Horror fiction would be my guilty pleasure if I thought there were anything in it to feel guilty about, which I don't, so it isn't! Sometimes these books are terrible, usually pretty good, and this one was awesome. There was only one story I actively disliked, the very first one, a too-serious dramatic zombie story. But since it was out of the way quickly, the rest of the book just flew by. Here's a run down of what's in the rest of the book.
The second story was had a chick who looks hot from behind but hideous from the front, and her neighbor sees her through the window eating raw meat in her living room.

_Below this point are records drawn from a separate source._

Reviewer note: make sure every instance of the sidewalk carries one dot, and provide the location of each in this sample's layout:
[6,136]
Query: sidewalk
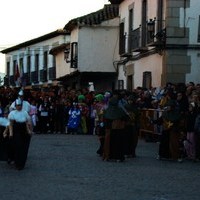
[66,167]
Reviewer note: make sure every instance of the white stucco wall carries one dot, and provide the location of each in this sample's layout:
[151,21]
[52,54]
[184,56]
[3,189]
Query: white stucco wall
[151,63]
[62,68]
[98,47]
[192,20]
[194,73]
[31,50]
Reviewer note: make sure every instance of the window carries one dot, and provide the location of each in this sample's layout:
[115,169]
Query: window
[121,39]
[120,84]
[8,69]
[198,40]
[147,79]
[74,54]
[144,21]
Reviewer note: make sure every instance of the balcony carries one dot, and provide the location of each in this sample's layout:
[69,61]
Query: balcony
[34,77]
[156,33]
[43,75]
[52,73]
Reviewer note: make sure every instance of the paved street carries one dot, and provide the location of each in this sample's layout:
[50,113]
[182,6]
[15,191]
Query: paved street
[66,167]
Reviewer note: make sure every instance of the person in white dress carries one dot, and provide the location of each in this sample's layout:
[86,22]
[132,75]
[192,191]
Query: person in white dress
[20,133]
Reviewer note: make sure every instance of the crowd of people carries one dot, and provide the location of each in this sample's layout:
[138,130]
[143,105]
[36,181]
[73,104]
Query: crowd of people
[112,115]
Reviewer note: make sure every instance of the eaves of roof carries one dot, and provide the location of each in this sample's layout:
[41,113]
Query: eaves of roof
[59,48]
[108,12]
[36,40]
[116,1]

I know I just ruined the ending, but you shouldn't have read a review with the spoilers alert thingy on.
Then there was a kind of short, funny one about a dude who right before dies trapped up on a cliff with evil black birds finally decides the perfect way to describe them in the book he'll never write.
A writer trying to get away to write something ends up with a pretty evil medieval monster in the woods behind his house.

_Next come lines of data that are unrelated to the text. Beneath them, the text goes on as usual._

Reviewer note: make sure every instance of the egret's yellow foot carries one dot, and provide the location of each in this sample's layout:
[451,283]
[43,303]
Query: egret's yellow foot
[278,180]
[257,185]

An American Civil War story with a gross old supernatural man who collects heads story was next.
Something straight out of the Twilight Zone, with a kid who can draw things and make them real, with a very cool ending.
A kind of bullied kid's ghost gets a kind of revenge or something deep down in a mine shaft 100 years later. This one seemed kind of confusing, I'm not sure who the ghost was or why he was trying to kill everyone, but the ending was horrifying.
Random pieces of fruit start popping up in this lady's pool when she's sleeping, then hunks of meat, then strange sea creatures...
A surreal, dark story about a pier that has dead people talking to you through plaques put up all over the place, and THEY HATE THE LIVING!!!
A freaky story about a couple trapped in a car wreck with evil, carnivorous angelks flapping around outside.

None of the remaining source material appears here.